Pourquoi mettre sur la table le calcul de l'indicateur beurre-poudre(1) ?
Dominique Chargé : Nous demandons surtout une réflexion interprofessionnelle sur les débouchés du lait français. Le secteur laitier est désormais exposé aux variations de prix. Comment en protéger les produits français et en même temps participer à la croissance mondiale des produits industriels (PI), du cheddar ou de la mozzarella ? Si la France a su créer un marché des PGC innovant, son parc industriel a un retard d'investissement pour occuper celui des produits standard. S'ajoute un troisième défi pour les coops : accompagner la volonté de leurs adhérents de produire plus. Ces volumes additionnels ne doivent en aucun cas provoquer un effet domino et détériorer la valorisation des PGC. Dans ce but, le Cniel a reconnu le principe des volumes et prix différenciés, sous l'impulsion de la FNCL. Ce n'est pas suffisant. Les coopératives, comme les privés, ont besoin de lisibilité. C'est à cette condition qu'elles développeront, ou non, les PI et les commodities.
Modifier l'indicateur beurre-poudre aura une incidence sur le prix du lait. Que lui reprochez-vous ?
D. C. : Il ne reflète pas correctement le marché, surtout celui de la poudre. En 2010, sa facturation était de 200 à 300 €/t en dessous de l'indicateur Cniel. Le prix de la poudre est calculé à partir des prix de contrats. En période de fluctuations, il en résulte un décalage entre ce qu'encaissent les transformateurs et les cotations du moment. Le mode de calcul pour le beurre est plus équilibré. Il associe prix de facturation et de contrat. Nous souhaitons une évolution dans ce sens de la partie poudre. L'autre principale demande de la FNCL porte sur l'intégration du coût de l'investissement nécessaire au renouvellement du parc industriel. Une tour de séchage moyenne de 50 000 l/heure coûte 15 M€ contre 10 M€ il y a dix ans.

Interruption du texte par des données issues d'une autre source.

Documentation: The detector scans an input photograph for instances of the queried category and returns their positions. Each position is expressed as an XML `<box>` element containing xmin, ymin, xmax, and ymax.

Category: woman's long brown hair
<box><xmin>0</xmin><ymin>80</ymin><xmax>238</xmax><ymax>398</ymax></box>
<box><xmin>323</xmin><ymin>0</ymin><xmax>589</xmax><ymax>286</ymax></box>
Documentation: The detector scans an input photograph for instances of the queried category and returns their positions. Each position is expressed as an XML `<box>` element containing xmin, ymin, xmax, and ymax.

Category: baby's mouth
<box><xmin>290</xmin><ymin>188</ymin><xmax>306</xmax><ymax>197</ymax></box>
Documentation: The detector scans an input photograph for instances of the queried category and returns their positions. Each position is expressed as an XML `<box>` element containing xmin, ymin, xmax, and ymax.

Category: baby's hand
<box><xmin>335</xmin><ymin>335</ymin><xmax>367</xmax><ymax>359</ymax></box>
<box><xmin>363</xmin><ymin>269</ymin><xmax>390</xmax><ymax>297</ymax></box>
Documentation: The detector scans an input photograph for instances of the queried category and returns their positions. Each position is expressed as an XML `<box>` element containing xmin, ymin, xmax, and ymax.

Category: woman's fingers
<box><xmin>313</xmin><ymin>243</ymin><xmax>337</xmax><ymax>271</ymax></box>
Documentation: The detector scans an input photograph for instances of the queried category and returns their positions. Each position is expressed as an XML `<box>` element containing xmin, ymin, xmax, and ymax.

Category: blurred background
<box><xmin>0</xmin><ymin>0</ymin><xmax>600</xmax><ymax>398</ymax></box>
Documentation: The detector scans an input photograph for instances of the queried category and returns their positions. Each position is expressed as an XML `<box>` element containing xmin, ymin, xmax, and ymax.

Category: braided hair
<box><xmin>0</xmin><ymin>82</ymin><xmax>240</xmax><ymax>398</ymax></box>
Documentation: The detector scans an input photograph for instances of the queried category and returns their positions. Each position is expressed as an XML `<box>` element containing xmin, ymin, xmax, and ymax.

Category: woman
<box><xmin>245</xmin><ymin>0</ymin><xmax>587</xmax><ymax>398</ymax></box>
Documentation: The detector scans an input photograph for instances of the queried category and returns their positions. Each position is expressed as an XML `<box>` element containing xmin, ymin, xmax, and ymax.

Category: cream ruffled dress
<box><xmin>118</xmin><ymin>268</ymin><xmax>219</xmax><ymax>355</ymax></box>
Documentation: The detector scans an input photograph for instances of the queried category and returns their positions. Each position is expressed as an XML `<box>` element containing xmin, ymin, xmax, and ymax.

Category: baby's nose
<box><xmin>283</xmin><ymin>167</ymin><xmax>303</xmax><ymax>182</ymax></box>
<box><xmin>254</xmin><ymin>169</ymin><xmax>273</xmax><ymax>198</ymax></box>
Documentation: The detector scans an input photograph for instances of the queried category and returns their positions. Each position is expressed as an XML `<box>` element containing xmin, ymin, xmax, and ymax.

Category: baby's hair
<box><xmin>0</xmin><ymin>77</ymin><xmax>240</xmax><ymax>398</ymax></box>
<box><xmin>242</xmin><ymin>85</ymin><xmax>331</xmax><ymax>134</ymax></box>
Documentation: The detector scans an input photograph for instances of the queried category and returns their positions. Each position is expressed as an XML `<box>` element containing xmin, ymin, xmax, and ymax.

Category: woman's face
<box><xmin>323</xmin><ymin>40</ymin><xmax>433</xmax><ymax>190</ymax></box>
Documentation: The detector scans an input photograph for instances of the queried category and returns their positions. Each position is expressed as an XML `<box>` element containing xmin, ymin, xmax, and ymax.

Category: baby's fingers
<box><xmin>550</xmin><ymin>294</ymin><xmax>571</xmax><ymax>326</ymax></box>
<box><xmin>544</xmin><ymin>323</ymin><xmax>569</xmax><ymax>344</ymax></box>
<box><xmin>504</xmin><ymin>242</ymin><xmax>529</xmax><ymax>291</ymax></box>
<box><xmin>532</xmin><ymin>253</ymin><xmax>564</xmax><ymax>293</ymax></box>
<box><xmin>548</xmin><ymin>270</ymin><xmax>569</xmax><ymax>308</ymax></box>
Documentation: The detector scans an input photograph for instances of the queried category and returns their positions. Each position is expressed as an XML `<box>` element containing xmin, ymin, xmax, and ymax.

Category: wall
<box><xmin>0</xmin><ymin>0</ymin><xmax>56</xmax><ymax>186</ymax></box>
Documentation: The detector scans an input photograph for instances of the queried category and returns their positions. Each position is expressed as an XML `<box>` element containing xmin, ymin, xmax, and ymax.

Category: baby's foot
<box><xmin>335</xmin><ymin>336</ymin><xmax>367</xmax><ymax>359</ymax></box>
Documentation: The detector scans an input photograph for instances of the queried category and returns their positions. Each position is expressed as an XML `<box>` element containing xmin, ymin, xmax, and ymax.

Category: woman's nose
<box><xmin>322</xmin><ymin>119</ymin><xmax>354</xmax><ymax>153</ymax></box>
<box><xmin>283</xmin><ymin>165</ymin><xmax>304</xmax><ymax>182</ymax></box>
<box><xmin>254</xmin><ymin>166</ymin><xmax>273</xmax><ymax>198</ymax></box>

Cela revient à exiger des éleveurs de supporter des charges inhérentes à la stratégie des laiteries, via le prix du lait.
D. C. : Si les entreprises ne disposent pas de références interprofessionnelles fiables pour se lancer sur les marchés émergents, elles risquent d'écouler les volumes supplémentaires sur le marché des PGC. Cela aura inévitablement un impact sur le prix du lait. Je rappelle que les coopératives ont la responsabilité de pérenniser l'activité laitière dans leur région. Les grands groupes privés, eux, peuvent capter ces nouveaux marchés à partir de leurs acquisitions faites à l'international.
Pourquoi les coopératives ne réagissent- elles que maintenant ?
D. C. : L'année 2010-2011 montre que le parc français de tours de séchage est saturé. Il est incapable de réagir à une envolée de la demande. Jusqu'à présent, cela ne nous a pas trop gênés car il est conçu pour absorber les excédents. Une autre raison à cette saturation est l'évolution du marché des poudres vers des produits ingrédients. Cette segmentation oblige des temps de nettoyage plus importants. Schématiquement, là où une tour séchait 40 000 l en une heure il y a vingt ans, elle n'en sèche plus que la moitié aujourd'hui. Il ne serait donc pas aberrant d'investir dans des outils à grands volumes, d'au moins 50 000 l/h, pourquoi pas dans le cadre de projets collectifs, y compris avec les privés.
Quelle sera la décision des coopératives si le Cniel n'accepte pas la révision de l'indicateur beurre-poudre ?
D. C. : La demande de la FNCL est tirée par Sodiaal, 3A, Eurial, Glac, Prospérité Fermière et Laïta. Elles sont animées par le souci d'un projet de filière cohérent et rentable. Je serai persévérant dans la construction d'une voie interprofessionnelle.
PROPOS RECUEILLIS PAR CLAIRE HUE
(1) Solde entre le prix des beurre et poudre humaine et 70,95 €/1 000 l de charges. Il participe au calcul du prix du lait.